From the Win box - I can ping 192.168.0.1 (the host) and get a response.

From the Gentoo box - I can ping 192.168.0.114 (the client) and get a response

Internet sharing however, I don't get.  Perhaps there are some steps I need to do after setting up iptables, like restarting iptables (/etc/init.d/iptables restart) or rebooting, or maybe just find a pick axe   :Wink: 

----------

## herbie

You seem to be pointing you client to your gateway as a nameserver, do you have a working nameserver running on your gateway machine? if not try changing the domain-name servers in dhcpd.conf to the ones supplied by your isp or try pinging an external ip instead of a hostname from your client (eg ping 216.239.57.101).

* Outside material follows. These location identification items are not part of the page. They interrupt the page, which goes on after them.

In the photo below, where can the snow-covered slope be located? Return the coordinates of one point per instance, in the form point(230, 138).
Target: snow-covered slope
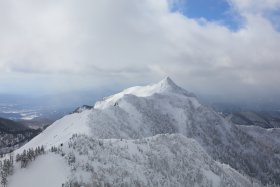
point(161, 108)
point(161, 160)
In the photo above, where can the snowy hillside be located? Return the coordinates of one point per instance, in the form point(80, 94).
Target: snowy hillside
point(162, 108)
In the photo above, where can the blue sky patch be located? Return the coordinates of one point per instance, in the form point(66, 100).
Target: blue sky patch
point(211, 10)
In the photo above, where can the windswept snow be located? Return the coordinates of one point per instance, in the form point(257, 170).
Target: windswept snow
point(162, 108)
point(49, 170)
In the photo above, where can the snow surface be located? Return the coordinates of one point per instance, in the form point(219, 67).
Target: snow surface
point(49, 170)
point(162, 108)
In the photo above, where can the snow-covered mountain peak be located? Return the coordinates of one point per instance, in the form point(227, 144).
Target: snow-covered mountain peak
point(166, 87)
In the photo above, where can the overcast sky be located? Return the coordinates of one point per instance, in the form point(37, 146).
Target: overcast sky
point(211, 47)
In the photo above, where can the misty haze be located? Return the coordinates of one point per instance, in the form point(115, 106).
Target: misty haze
point(140, 93)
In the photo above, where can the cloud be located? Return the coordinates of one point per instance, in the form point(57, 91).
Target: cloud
point(135, 42)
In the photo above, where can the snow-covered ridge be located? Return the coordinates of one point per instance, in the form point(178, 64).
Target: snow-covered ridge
point(165, 108)
point(165, 86)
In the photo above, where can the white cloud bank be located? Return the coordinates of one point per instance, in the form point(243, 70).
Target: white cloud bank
point(94, 42)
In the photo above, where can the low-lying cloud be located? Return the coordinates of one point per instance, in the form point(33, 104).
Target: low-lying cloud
point(135, 42)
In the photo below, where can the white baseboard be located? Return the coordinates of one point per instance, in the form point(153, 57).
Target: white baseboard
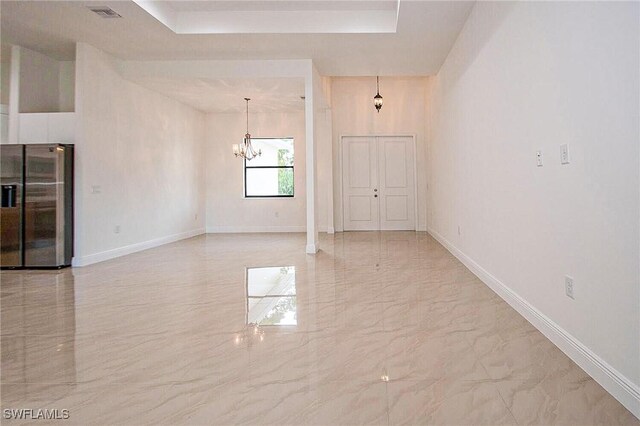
point(122, 251)
point(312, 248)
point(243, 229)
point(618, 385)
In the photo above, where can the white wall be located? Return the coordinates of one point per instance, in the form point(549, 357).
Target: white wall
point(139, 163)
point(46, 85)
point(67, 86)
point(227, 209)
point(527, 76)
point(5, 73)
point(403, 113)
point(39, 82)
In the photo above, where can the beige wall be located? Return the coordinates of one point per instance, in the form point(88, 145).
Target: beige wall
point(528, 76)
point(145, 154)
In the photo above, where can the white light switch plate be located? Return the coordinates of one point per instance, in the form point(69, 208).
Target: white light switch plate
point(564, 154)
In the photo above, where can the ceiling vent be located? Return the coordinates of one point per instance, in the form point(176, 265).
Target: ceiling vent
point(104, 12)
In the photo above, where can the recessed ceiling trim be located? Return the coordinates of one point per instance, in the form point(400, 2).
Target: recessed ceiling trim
point(325, 21)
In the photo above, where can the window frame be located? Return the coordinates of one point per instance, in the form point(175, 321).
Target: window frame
point(271, 167)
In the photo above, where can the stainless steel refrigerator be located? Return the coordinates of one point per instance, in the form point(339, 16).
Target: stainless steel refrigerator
point(37, 205)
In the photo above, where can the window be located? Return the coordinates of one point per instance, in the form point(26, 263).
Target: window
point(271, 174)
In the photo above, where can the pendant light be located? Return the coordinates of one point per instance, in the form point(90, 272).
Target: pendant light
point(245, 150)
point(377, 99)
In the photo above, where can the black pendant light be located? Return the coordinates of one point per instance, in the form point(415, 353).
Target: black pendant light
point(377, 99)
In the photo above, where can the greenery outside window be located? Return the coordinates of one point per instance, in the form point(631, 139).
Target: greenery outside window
point(271, 174)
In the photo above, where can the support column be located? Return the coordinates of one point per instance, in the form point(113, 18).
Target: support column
point(311, 101)
point(14, 96)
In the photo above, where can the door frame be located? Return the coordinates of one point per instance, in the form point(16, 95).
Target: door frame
point(415, 171)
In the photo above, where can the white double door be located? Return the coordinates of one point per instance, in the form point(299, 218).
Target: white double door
point(378, 183)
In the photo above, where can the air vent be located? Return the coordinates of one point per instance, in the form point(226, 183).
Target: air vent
point(104, 12)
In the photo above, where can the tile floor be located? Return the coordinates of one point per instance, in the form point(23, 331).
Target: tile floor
point(378, 328)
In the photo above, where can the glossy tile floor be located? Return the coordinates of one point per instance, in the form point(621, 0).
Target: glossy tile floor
point(378, 328)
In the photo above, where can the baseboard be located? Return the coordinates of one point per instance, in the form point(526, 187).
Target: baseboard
point(618, 385)
point(247, 229)
point(122, 251)
point(312, 248)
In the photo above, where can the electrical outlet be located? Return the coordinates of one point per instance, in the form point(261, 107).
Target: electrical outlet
point(568, 286)
point(564, 154)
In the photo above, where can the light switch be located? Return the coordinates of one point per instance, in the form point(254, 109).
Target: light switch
point(564, 154)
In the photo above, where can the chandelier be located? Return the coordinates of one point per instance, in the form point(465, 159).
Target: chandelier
point(245, 150)
point(377, 99)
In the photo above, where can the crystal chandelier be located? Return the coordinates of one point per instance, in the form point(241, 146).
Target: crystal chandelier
point(377, 99)
point(245, 150)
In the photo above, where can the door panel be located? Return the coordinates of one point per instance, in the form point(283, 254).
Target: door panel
point(11, 210)
point(359, 179)
point(378, 183)
point(397, 183)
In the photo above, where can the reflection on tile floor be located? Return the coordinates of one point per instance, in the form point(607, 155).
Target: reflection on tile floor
point(389, 329)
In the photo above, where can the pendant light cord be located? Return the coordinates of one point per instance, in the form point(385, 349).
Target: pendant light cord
point(247, 99)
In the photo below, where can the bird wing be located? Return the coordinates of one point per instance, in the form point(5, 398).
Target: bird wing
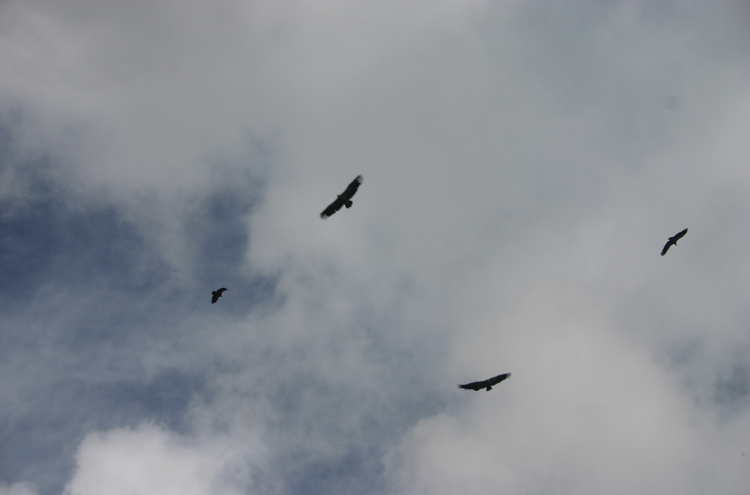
point(352, 187)
point(332, 208)
point(666, 247)
point(497, 379)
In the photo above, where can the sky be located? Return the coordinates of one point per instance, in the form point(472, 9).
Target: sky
point(524, 164)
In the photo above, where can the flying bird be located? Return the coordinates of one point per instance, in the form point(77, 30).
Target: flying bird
point(673, 240)
point(486, 384)
point(217, 294)
point(343, 199)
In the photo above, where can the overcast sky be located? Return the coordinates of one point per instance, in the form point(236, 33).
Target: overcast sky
point(523, 162)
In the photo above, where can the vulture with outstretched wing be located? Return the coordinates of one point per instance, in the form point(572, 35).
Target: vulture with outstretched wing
point(215, 295)
point(343, 199)
point(486, 384)
point(673, 241)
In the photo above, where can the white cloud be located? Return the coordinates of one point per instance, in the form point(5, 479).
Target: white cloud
point(149, 459)
point(522, 172)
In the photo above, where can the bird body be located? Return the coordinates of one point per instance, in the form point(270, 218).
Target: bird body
point(485, 384)
point(215, 295)
point(343, 199)
point(673, 241)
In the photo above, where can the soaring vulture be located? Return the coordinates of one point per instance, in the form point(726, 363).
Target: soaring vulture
point(486, 384)
point(217, 294)
point(343, 199)
point(673, 240)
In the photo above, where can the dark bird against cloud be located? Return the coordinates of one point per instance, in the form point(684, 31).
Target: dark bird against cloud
point(673, 240)
point(486, 384)
point(217, 294)
point(343, 199)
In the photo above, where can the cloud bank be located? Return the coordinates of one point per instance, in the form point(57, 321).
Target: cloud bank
point(524, 163)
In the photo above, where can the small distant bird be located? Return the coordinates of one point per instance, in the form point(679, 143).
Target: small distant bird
point(673, 240)
point(217, 294)
point(343, 199)
point(486, 384)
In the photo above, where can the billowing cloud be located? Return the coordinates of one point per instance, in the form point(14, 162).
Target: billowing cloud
point(149, 460)
point(523, 166)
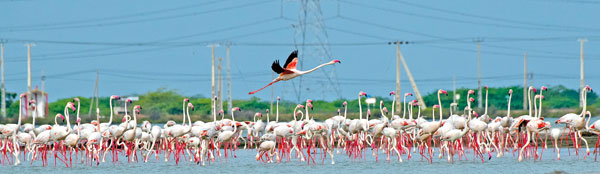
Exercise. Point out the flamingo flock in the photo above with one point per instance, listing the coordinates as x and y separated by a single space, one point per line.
304 139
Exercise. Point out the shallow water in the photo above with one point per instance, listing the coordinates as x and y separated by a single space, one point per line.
245 163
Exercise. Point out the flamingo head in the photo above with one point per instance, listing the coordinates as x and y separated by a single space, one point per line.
190 105
303 132
71 106
114 97
587 87
441 91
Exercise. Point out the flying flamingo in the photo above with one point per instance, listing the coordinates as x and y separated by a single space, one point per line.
289 71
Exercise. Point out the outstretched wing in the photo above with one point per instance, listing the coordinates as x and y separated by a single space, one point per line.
276 67
292 61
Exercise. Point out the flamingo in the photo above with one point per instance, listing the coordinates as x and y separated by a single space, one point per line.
289 71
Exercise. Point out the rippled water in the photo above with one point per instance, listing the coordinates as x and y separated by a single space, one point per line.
245 163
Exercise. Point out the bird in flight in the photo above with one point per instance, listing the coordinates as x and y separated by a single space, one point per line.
289 71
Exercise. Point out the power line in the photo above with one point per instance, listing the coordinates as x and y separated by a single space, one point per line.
154 19
493 18
119 17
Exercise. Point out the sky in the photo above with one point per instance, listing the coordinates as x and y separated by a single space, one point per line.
140 46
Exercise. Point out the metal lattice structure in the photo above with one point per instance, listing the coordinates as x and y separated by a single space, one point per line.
311 29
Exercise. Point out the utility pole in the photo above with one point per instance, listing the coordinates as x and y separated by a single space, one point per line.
272 92
220 85
28 67
453 89
3 89
229 101
398 94
525 82
582 79
411 79
43 81
94 95
479 98
212 78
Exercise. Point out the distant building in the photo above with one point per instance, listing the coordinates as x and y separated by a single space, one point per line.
120 108
41 99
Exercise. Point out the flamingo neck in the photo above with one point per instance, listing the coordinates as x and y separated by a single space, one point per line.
111 111
535 107
233 121
584 102
68 118
311 70
188 113
359 108
486 96
183 109
440 103
345 111
529 101
381 110
214 111
19 122
125 107
393 104
433 114
509 99
404 108
540 110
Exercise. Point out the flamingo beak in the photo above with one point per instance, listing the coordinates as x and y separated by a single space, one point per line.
301 132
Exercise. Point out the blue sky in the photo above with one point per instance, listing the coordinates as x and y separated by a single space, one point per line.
139 46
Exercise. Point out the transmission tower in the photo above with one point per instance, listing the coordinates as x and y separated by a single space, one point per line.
311 29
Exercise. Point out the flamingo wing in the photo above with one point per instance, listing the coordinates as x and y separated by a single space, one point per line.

Herbie.Last edited by herbie on Mon Feb 17, 2003 5:00 pm; edited 1 time in total

----------

## darktux

Try to ping altavista.com from the windows box. If it doesn't work (which probably won't) try doing ping 209.73.180.8, if it does work, that means that you don't have a name server running on your gateway and that herbie assumes correctly

----------

## bjfontai

That's It - give yourselves a pat on the back... and now some closing info for those listening in.... 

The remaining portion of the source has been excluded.